Salah satu tantangan terberat adalah peningkatan kualitas Sumber Daya Manusia (SDM) tenaga keperawatan yang walaupun secara kuantitas merupakan jumlah tenaga kesehatan terbanyak dan terlama kontak dengan pasien, namun secara kualitas masih jauh dari harapan masyarakat. Indikator makronya adalah rata-rata tingkat pendidikan formal perawat yang bekerja di unit pelayanan kesehatan (rumah sakit/puskesmas) hanyalah tamatan SPK (sederajat SMA/SMU). Berangkat dari kondisi tersebut, maka dalam kurun waktu 1990-2000 dengan bantuan dana dari World Bank, melalui program “health project” (HP V) dibukalah kelas khusus D III keperawatan hampir di setiap kabupaten. Selain itu bank dunia juga memberikan bantuan untu peningkatan kualitas guru dan dosen melalui program “GUDOSEN”. Program tersebut merupakan suatu percepatan untuk meng-upgrade tingkat pendidikan perawat dari rata-rata hanya berlatar belakang pendidikan SPK menjadi Diploma III (Institusi keperawatan). Tujuan lain dari program ini diharapkan bisa memperkecil gap antara perawat dan dokter sehingga perawat tidak lagi menjadi perpanjangan tangan dokter (Prolonged physicians arms) tapi sudah bisa menjadi mitra kerja dalam pemberian pelayanan kesehatan(Yusuf, 2006).
Kebijakan pemerintah yang berkaitan dengan sisitem pendidikan keperawatan di Indonesia adalah UU no. 2 tahun 1989 tentang pendidikan nasional, Peraturan pemerintah no. 60 tahun 1999 tentang pendidikan tinggi dan keputusan Mendiknas no. 0686 tahun 1991 tentang Pedoman Pendirian Pendidikan Tinggi (Munadi, 2006). Pengembangan sistem pendidikan tinggi keperawatan yang bemutu merupakan cara untuk menghasilkan tenaga keperawatan yang profesional dan memenuhi standar global. Hal-hal lain yang dapat dilakukan untuk meningkatkan mutu lulusan pendidikan keperawatan menurut Yusuf (2006) dan Muhammad (2005) adalah :
1. Standarisasi jenjang, kualitas/mutu, kurikulum dari institusi pada pendidikan.
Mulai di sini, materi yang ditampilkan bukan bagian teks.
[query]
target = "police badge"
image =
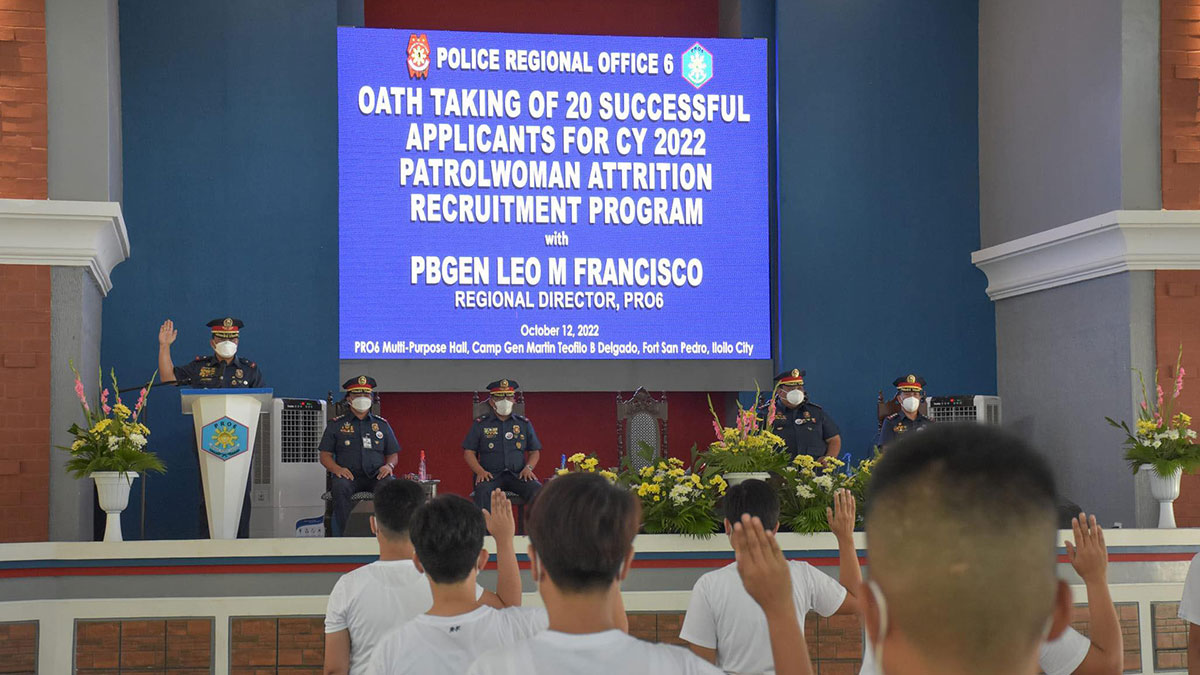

2. Merubah bahasa pengantar dalam pendidikan keperawatan dengan menggunakan bahasa inggris. Semua Dosen dan staf pengajar di institusi pendidikan keperawatan harus mampu berbahasa inggris secara aktif
3. Menutup institusi keperawatan yang tidak berkualitas
4. institusi harus dipimpin oleh seorang dengan latar belakang pendidikan keperawatan
5. Pengelola insttusi hendaknya memberikan warna tersendiri dalam institusi dalam bentuk muatan lokal,misalnya emergency Nursing, pediatric nursing, coronary nursing.
6. Standarisasi kurikulum dan evaluasi bertahan terhadap staf pengajar di insitusi pendidikan keperawatan
7. Departemen Pendidikan, Departemen Kesehatan, dan Organisasi profesi serta sector lain yang terlibat mulai dari proses perizinan juga memiliki tanggung jawab moril untuk melakukan pembinaan.